Pequenos encontros atemporais e interespaciais

O setor em que trabalho dentro da Secretaria de Cultura é a Gerência de Patrimônio Histórico. Também Museu de História e Arte. Por conta disso nos aparecem relíquias pelo caminho que possibilitam as mais diversas interpretações e sentimentos, sendo apenas impossíveis de não serem notadas. Hoje eu e uma colega de trabalho mexemos em Títulos de Eleitor que foram tirados na década de 1960/1970. Lá estavam eles, velhos e rasgados, trazendo os mais diversos nomes, nacionalidades, filiações e rostos em fotos preto & branco 3x4 até nós.

O objetivo era meramente uma restauração nos documentos, mas o momento foi acompanhado de incontáveis comentários. Desde um mero julgamento sobre quem era bonito ou se vestia bem até milhares de suposições sobre suas vidas. Quem parecia inteligente, que tipo de música ouviam, suas personalidades – avaliadas por um mero segundo que a câmera registrou - os possíveis amigos, casais e rivais. Imediatamente estávamos envolvidas com aquelas pessoas que nunca chegamos a conhecer e de quem não tínhamos informação alguma que não as dadas por um documento antigo.

O episódio é só um exemplo. O fato é que passando por esse tipo de situação o mundo todo parece uma brincadeira de “Ligue os Pontos”, na qual todos nós estamos por um motivo ou outro conectados. Por mais que vivamos em espaços ou mesmo tempos diferentes, há algo de nós que passará por outro ser humano e, naquele momento, estaremos unidos. Não importa o quão anônimos parecemos, existe um outro anônimo que irá nos encontrar.

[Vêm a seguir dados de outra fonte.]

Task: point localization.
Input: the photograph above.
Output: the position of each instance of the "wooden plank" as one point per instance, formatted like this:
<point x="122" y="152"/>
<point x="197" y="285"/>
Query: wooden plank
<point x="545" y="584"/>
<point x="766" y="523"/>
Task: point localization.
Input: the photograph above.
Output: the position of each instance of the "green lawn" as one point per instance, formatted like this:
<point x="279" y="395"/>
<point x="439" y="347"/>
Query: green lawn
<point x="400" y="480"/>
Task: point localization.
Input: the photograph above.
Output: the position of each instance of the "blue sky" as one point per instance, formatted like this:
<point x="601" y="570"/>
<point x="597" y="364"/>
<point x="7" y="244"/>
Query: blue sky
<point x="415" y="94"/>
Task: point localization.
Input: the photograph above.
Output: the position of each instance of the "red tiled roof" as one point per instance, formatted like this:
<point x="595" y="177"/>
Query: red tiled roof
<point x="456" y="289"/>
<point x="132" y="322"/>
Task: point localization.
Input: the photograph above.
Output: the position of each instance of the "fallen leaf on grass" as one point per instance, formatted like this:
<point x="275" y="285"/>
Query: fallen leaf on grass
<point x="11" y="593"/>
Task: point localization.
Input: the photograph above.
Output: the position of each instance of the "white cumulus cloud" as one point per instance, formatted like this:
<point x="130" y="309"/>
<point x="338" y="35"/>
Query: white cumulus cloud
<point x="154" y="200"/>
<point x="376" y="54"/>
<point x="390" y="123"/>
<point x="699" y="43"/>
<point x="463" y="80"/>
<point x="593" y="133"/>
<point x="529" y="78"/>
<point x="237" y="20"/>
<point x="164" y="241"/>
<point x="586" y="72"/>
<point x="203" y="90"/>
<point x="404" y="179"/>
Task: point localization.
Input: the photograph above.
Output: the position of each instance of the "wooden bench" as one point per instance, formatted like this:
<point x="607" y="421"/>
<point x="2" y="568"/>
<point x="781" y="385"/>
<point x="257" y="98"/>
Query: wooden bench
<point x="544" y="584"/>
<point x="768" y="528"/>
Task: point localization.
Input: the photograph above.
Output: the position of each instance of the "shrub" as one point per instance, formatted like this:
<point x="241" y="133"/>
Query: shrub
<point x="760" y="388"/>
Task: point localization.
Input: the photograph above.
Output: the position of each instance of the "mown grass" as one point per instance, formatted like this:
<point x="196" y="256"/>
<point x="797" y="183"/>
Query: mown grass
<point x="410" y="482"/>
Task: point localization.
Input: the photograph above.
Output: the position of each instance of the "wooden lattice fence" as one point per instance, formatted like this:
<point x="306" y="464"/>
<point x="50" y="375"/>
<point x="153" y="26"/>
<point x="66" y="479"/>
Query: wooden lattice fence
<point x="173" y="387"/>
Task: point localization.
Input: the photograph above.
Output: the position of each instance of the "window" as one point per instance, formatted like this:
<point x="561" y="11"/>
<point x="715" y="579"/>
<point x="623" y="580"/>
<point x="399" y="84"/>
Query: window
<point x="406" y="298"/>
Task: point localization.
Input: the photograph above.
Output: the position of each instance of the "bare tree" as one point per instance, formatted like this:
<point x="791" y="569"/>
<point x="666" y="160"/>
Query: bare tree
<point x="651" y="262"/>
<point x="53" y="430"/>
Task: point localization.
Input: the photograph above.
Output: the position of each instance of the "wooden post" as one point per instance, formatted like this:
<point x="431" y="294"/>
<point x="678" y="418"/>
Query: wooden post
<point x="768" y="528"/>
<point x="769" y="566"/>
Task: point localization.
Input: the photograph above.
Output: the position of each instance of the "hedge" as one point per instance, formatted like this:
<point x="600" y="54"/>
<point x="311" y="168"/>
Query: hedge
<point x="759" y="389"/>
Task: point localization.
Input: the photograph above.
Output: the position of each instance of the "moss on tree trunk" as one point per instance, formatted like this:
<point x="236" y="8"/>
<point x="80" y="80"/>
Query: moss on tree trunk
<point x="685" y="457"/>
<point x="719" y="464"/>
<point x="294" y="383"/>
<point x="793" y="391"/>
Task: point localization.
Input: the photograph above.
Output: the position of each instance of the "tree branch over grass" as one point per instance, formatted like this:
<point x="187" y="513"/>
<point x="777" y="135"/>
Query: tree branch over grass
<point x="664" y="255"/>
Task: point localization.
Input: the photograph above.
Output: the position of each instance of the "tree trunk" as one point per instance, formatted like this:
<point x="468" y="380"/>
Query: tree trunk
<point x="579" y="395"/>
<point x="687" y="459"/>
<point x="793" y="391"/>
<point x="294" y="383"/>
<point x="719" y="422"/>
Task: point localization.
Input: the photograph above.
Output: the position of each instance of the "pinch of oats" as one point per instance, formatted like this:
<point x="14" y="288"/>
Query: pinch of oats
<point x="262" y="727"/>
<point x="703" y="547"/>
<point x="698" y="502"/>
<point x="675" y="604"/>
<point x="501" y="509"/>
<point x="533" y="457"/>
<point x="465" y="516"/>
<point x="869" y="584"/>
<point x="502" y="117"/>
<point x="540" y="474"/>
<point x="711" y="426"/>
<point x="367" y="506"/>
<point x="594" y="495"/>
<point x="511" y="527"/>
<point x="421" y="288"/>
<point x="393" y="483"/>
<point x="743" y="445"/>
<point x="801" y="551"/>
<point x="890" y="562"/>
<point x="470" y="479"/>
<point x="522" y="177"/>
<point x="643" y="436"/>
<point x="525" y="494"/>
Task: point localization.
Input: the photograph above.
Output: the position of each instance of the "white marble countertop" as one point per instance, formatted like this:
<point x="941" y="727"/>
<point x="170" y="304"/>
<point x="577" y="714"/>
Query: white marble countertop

Acredito que esses encontros silenciosos acontecem o tempo inteiro, nesses rastros que deixamos pelo nosso caminho. Documentos, fotos ou objetos que perdemos pelo caminho nos ligam imediatamente a outra pessoa que pegá-los nas mãos. Quando um mexicano e um chinês, por ventura, tropeçarem voltando para casa, exatamente no mesmo momento, mas em fusos horários diferentes, estão unidos em silêncio e anonimamente.

Parece haver uma energia ativa no universo agindo de forma independente de nós, cruzando nossas vidas o tempo todo, possibilitando contato com todos os bilhões de habitantes do mundo, das formas mais bruscas – como o esbarrão que você deu ontem na rua – ou sutis – como o terço que encontrou jogado na calçada – imagináveis. Sendo assim todos os anônimos da humanidade cruzam nosso caminho tanto quanto – ou mais – que os grandes nomes que aprendemos na escola, independente da época em que nasceram ou do lugar do mundo em que se encontram.

No fim das contas estamos todos de braços dados.